The Atherton Tablelands is still in shock following the loss of Chris Greenwood, a North Queensland Saleyards chairman being remembered as a pillar of the agriculture community.
The fatal accident was the 153rd on a quad bike in Australia since 2011, including 23 children, and RACQ spokesman Lauren Ritchie said compulsory roll bar measures set to be enforced from October 2021 couldn't come quick enough.
"They are very high numbers," she said.
"These vehicles are very dangerous if they are not ridden correctly and at high speeds they have a tendency to roll over very easily.
"The ACCC has been pushing hard to get roll bars mandatory when manufacturing quad bikes and that's going to go a long way to improving safety."
It comes after last month's decision from the Federal Government to impose mandatory safety standard on all imported second hand quad bikes sold in Australia.
Some of the regulations include testing for lateral static stability, having to display the angle at which the quad bike tips onto two wheels on a hang tag at the point of sale, and a roll over warning label on the quad bike.

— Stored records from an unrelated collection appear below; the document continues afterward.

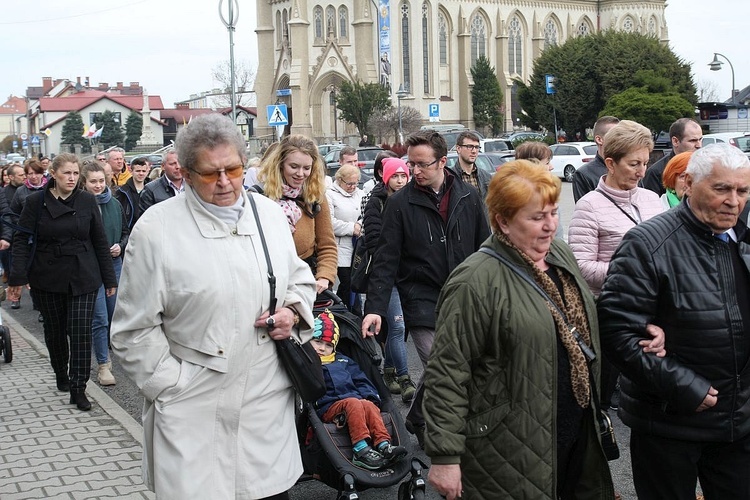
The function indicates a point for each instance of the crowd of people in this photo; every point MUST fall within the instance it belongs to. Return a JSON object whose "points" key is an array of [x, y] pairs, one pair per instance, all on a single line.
{"points": [[194, 276]]}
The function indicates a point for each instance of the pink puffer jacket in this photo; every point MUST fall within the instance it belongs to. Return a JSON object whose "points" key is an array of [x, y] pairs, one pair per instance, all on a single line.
{"points": [[597, 227]]}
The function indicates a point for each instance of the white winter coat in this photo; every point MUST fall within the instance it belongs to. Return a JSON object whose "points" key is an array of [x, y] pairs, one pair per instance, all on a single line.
{"points": [[218, 418], [345, 211], [597, 227]]}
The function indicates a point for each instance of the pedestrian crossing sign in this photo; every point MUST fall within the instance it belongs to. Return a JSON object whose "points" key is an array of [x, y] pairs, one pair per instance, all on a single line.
{"points": [[277, 115]]}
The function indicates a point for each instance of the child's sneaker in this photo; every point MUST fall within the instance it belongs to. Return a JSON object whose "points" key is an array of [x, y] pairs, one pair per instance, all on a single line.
{"points": [[369, 459], [392, 454]]}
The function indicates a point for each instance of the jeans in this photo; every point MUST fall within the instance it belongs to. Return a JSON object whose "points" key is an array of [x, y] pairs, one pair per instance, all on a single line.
{"points": [[103, 310], [395, 346]]}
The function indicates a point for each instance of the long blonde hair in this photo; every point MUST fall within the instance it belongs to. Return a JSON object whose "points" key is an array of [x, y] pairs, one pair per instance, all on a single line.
{"points": [[314, 188]]}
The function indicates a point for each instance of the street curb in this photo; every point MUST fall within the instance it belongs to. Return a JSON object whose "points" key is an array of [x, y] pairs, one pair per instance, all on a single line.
{"points": [[105, 402]]}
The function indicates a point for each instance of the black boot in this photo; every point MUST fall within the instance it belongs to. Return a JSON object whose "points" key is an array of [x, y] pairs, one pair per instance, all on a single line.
{"points": [[63, 383], [78, 398]]}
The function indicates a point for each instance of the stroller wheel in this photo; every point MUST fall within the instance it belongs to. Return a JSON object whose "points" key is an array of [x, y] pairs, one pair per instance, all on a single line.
{"points": [[7, 348]]}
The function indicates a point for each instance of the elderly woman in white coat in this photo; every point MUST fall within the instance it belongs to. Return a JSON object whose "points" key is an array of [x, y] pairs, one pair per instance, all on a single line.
{"points": [[191, 330], [345, 202]]}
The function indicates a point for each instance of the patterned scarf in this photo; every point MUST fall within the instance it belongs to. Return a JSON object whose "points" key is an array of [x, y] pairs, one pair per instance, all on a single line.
{"points": [[576, 313], [289, 205]]}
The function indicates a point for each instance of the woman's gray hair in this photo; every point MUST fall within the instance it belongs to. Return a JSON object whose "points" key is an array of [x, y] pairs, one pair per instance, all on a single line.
{"points": [[207, 132], [703, 161]]}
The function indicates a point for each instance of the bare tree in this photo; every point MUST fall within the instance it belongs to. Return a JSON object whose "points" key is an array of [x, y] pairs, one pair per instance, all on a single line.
{"points": [[244, 79], [707, 91]]}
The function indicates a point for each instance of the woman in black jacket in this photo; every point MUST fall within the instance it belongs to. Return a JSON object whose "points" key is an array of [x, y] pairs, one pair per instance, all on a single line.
{"points": [[393, 174], [64, 262]]}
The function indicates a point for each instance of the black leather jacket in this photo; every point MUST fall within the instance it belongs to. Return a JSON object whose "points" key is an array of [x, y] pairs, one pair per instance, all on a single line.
{"points": [[672, 272]]}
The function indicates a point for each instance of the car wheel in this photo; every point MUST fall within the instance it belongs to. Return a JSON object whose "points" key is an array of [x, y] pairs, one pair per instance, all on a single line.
{"points": [[568, 173]]}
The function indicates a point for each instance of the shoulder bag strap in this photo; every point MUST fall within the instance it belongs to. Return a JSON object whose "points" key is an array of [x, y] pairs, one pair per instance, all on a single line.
{"points": [[618, 206], [271, 277]]}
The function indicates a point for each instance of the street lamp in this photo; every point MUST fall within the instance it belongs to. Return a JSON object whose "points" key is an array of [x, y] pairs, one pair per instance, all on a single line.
{"points": [[715, 65], [230, 22], [332, 101], [400, 94]]}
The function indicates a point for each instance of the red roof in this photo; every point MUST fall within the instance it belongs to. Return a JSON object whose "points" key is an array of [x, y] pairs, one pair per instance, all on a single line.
{"points": [[81, 100]]}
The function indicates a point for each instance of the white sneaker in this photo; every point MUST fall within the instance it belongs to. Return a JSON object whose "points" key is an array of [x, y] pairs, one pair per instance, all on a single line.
{"points": [[105, 374]]}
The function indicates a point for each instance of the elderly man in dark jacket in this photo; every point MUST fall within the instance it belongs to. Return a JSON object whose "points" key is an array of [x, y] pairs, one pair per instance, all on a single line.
{"points": [[686, 270], [429, 227]]}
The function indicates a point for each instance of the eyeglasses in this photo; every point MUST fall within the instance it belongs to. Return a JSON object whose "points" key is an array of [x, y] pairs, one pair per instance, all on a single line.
{"points": [[421, 166], [213, 176]]}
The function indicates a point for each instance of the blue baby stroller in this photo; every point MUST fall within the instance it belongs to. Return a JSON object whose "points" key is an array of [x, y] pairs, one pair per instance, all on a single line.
{"points": [[326, 447]]}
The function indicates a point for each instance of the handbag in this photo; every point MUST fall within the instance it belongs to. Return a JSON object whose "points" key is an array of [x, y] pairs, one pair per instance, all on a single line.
{"points": [[604, 423], [300, 361], [360, 267]]}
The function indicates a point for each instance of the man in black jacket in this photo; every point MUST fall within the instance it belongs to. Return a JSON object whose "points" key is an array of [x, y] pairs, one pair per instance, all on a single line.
{"points": [[686, 135], [587, 177], [686, 270], [429, 227], [166, 186]]}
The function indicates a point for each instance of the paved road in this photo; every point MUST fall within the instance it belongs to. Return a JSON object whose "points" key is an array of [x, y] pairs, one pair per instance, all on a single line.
{"points": [[125, 394]]}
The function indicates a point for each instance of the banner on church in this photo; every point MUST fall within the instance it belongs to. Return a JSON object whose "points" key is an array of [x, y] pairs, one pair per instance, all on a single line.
{"points": [[384, 26]]}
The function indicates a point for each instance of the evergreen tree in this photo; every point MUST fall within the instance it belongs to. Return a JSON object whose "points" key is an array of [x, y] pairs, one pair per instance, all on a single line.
{"points": [[486, 97], [358, 101], [133, 129], [590, 70], [72, 132], [112, 134]]}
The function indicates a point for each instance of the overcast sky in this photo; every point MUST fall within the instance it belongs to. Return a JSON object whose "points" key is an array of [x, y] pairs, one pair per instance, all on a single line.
{"points": [[171, 46]]}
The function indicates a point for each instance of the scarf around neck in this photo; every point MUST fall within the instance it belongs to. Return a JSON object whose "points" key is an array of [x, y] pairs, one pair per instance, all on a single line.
{"points": [[575, 312], [288, 203]]}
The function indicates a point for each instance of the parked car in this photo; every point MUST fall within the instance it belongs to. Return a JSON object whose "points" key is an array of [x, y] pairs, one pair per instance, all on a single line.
{"points": [[484, 161], [513, 138], [365, 161], [738, 139], [324, 149], [570, 156], [493, 145], [451, 134]]}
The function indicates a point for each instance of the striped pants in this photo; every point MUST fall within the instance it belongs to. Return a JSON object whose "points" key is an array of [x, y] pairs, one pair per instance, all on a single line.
{"points": [[67, 332]]}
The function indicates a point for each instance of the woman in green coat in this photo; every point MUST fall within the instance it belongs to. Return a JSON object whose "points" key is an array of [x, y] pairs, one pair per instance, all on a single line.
{"points": [[508, 399]]}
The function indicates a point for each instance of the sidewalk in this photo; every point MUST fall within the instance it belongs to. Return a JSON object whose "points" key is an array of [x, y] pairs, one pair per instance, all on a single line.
{"points": [[50, 449]]}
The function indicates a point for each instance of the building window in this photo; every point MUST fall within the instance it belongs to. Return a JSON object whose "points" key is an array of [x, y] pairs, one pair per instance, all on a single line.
{"points": [[343, 23], [583, 28], [478, 38], [330, 22], [318, 23], [405, 49], [425, 48], [443, 38], [627, 25], [550, 34], [515, 49]]}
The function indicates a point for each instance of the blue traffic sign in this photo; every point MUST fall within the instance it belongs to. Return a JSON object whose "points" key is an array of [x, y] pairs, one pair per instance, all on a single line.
{"points": [[277, 115], [549, 84]]}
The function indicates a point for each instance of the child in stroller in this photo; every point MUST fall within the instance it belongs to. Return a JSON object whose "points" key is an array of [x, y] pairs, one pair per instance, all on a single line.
{"points": [[326, 447], [349, 394]]}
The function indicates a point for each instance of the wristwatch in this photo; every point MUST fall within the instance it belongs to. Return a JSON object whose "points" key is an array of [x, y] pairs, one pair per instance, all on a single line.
{"points": [[296, 316]]}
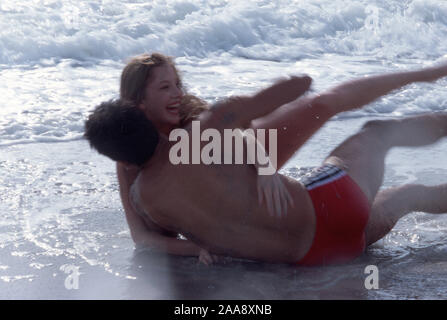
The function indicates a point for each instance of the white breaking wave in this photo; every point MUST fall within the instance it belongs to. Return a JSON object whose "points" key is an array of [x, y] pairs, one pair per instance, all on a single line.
{"points": [[60, 58], [271, 30]]}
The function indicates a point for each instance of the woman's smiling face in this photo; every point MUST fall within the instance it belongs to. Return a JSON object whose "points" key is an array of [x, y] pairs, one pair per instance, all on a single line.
{"points": [[162, 98]]}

Australian CCC Deputy Chair Mick Keogh said it was a significant step in improving the safety of quad bikes in Australia, and addressing the extremely concerning rate of injuries and fatalities caused by quad bike accidents.
All new quad bikes will need to be fitted with a roll-over bar to stop people from being crushed if their bike is overturned by 2021.
"Consumers will now be able to have confidence that quad bikes they buy will meet a certain level of quality and safety," he said.
Mareeba Shire Council deputy mayor Kevin Davies said the region was still coming to grips with the death of Mr Greenwood, who he called "a big farming figure" on the Tablelands.
He said it was an untimely reminder for the need to be vigilant and safety conscious on ATVs, but stressed almost all farmers were.
Including Mr Greenwood.
"It's just a freakish accident," Mr Davies said
"And it only takes that one time and it's the same in any workplace or at your home.
"You just never know when your time is up. I'm lost for words."
Mr Davies said the accident was being felt hard.
"It's just a tragedy, and being so close to Christmas, I just really feel for the family," he said.